20 feb. 2015

El comienzo de una vocación

 Juan Santiago Bouchon,dueño y fundador del Museo Rocsen que se encuentra a 5 kms. de Los Nonos (Pcia. de Córdoba) nos cuenta cómo nace su vocación.
" Nací con una firme vocación de coleccionista que tuvo sus primeras manifestaciones a partir de mis tres años de edad. Todo me interesaba y vivía con los bolsillos llenos de las más diversas cosas. Mi madre me los cosía para que no se deformen pero sin éxito; regresaba a casa cargado de piedras, insectos, raíces, etc.

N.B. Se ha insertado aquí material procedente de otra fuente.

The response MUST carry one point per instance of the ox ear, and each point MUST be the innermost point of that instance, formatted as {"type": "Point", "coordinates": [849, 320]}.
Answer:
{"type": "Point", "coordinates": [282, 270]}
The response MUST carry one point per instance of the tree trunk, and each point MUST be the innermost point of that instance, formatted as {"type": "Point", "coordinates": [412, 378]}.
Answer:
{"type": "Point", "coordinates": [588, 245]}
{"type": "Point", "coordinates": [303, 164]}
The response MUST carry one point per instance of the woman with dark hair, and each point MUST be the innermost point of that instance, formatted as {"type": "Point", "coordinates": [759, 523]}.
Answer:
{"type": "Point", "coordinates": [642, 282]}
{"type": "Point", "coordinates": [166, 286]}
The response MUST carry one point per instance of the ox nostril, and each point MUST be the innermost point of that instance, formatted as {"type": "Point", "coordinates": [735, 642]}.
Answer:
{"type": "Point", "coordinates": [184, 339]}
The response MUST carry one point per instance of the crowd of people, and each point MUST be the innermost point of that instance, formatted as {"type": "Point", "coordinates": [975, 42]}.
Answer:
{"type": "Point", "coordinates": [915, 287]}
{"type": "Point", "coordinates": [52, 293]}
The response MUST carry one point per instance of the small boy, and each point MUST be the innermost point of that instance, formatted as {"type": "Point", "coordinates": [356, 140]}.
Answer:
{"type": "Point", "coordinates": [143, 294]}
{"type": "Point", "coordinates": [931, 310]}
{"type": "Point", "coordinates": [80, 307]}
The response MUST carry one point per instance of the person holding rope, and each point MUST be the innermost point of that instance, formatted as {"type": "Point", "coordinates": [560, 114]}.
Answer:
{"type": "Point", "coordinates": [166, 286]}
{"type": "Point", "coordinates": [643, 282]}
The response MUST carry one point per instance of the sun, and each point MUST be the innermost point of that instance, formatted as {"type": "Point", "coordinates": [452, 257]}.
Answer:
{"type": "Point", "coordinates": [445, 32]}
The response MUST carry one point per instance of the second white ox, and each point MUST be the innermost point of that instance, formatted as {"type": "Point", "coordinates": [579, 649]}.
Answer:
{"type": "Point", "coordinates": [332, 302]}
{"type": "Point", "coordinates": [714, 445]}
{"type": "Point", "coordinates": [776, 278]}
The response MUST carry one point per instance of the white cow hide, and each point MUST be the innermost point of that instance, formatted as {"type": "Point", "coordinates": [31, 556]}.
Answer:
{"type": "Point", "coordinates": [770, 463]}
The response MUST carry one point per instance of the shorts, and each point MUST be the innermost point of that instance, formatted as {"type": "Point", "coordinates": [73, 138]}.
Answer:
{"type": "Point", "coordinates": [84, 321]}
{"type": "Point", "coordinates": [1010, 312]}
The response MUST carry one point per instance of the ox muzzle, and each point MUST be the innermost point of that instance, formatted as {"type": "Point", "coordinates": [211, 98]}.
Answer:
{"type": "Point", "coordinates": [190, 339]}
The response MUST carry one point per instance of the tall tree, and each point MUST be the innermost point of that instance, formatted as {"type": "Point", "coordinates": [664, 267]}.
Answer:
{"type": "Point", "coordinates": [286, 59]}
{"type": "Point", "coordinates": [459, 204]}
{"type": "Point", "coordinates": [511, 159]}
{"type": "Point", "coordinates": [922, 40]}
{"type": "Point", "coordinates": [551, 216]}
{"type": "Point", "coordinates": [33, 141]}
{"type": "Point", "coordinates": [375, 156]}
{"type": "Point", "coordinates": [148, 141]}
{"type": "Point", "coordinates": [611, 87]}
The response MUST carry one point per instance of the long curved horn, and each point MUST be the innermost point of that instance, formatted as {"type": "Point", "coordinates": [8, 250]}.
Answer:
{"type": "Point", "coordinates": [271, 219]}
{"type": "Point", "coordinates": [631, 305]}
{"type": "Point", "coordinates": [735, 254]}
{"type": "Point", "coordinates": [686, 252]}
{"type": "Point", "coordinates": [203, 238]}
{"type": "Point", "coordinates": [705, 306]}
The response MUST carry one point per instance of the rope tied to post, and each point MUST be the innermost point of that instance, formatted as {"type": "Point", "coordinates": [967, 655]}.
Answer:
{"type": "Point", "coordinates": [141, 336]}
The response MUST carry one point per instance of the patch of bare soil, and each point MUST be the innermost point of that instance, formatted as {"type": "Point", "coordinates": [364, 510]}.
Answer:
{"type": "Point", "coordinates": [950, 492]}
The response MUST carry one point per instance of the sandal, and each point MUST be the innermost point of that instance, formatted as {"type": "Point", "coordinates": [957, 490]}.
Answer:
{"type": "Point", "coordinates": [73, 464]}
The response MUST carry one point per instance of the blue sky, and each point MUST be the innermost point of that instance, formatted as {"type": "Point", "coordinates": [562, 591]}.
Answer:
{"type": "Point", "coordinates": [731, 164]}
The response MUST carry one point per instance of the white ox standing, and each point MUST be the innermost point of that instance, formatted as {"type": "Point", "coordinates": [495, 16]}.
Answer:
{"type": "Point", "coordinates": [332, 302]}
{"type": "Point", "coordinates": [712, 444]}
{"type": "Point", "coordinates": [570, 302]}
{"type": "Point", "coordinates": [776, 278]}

Hasta que a los ocho años, escarbando en el anfiteatro de Cimiez, Niza, en el sur de Francia donde nací desenterré un soldadito  romano de barro cocido de 2000 años de antigüedad y aquel mismo año, jugando en una playa de Normandía, en el norte de Francia, encontré mis primeros fósiles, desprendidos de los acantilados calcáreos de la región por la erosión de las olas. Estos dos hechos determinaron mi vida puesto que despertaron en mi una vocación de investigador incansable y le dieron nacimiento a la idea de formar un museo propio".
Interesante es también cómo cuenta la organización de este museo inaugurado en 1969 en el medio de la nada con 100 m2, cubiertos y hoy cuenta con 1530 m2, proyectando una ampliación de 3000 metros más. Lo sigue manejando personalmente, conversando con la gente para saber qué les gusta, qué no, para preparar temas nuevos.
Parece ser que la vocación es como la felicidad, no viene dada dentro de nosotros, pero la tenemos que encontrar en nuestro interior. Una paradoja. Tiene que ver con nuestros intereses y aptitudes. Es un trabajo, más difícil que el de sentarse a esperar que surja la inspiración divina, pero como vemos en este caso, trae su recompensa.